[BLOG] Some Monday links
Dec. 30th, 2019 12:10 pm- Architectuul looks back at some highlights from 2019.
- Bad Astronomy looks at the gas cloud, red and green, of RCW 120.
- Crooked Timber looks at the dynamics of identity politics, here.
- Bruce Dorminey notes a NASA statement about the importance of understanding dust dynamics in other solar systems to find Earth analogues.
- Far Outliers looks at the problems pacifying the Chesapeake Bay area in 1813, here.
- Gizmodo looks at the most popular Wikipedia articles for the year 2019.
- io9 shares a video of images from a 1995 Akira cyberpunk computer game that never got finished.
- JSTOR Daily looks at how the United States tried to "civilize" the Inupiat of Alaska by giving them reindeer herds.

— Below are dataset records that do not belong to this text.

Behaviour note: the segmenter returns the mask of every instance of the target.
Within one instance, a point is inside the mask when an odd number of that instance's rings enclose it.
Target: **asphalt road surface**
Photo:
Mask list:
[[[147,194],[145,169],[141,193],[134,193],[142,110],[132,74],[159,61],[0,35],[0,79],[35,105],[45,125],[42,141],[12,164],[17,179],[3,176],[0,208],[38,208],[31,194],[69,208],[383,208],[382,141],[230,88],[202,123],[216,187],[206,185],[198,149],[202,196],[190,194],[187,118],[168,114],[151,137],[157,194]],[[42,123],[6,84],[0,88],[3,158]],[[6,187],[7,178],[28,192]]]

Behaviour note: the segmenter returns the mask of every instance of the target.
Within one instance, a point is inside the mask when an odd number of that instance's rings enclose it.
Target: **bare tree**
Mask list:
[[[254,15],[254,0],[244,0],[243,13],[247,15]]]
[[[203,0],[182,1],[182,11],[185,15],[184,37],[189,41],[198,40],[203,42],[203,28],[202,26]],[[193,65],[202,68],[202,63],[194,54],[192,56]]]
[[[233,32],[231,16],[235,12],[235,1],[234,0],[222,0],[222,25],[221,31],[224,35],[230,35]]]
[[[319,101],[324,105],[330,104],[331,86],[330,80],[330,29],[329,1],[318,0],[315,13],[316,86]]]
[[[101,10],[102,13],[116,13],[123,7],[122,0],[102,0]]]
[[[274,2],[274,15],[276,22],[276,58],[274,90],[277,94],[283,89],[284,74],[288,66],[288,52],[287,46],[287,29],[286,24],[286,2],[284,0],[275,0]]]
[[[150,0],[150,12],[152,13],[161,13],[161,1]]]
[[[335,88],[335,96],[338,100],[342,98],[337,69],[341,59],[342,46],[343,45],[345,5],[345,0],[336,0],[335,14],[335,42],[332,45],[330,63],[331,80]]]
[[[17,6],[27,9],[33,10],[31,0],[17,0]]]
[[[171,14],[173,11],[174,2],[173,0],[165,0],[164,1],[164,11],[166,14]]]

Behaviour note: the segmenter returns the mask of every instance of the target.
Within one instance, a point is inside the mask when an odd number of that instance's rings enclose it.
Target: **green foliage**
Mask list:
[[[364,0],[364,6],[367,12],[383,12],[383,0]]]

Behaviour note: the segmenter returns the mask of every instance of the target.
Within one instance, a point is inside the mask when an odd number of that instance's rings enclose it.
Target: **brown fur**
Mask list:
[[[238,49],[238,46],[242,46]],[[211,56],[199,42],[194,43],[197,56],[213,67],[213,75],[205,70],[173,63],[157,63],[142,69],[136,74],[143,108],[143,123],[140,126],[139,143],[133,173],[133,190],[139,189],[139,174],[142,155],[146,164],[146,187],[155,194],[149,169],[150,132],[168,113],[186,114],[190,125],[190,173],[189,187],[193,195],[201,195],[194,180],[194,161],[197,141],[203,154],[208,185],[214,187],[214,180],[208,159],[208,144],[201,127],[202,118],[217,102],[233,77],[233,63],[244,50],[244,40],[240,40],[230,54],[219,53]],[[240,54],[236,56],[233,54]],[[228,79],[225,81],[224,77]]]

- Language Hat links to an online atlas of Scots dialects.
- Language Log reports on a 12th century Sanskrit inscription that testifies to the presence of Muslims in Bengal at that point.
- Marginal Revolution notes how much Tuvalu depends on revenue from its .tv Internet domain.
- Drew Rowsome looks at the Duncan Ralston horror novel Salvage, set in small-town Canada.
- The Russian Demographics Blog looks at the strong relationship between wealth and life expectancy in France.
- Starts With A Bang's Ethan Siegel notes that, in a hypothetical supernova, all life on an Earth-like planet would be boiled alive by neutrinos.
- Strange Maps links to a graphic interface that translates a word into all the languages of Europe.
- Understanding Society looks at the structures of high-reliability organizations.
- Window on Eurasia shares a suggestion that Homer Simpson is actually the US' version of Russia's Ivan the Fool.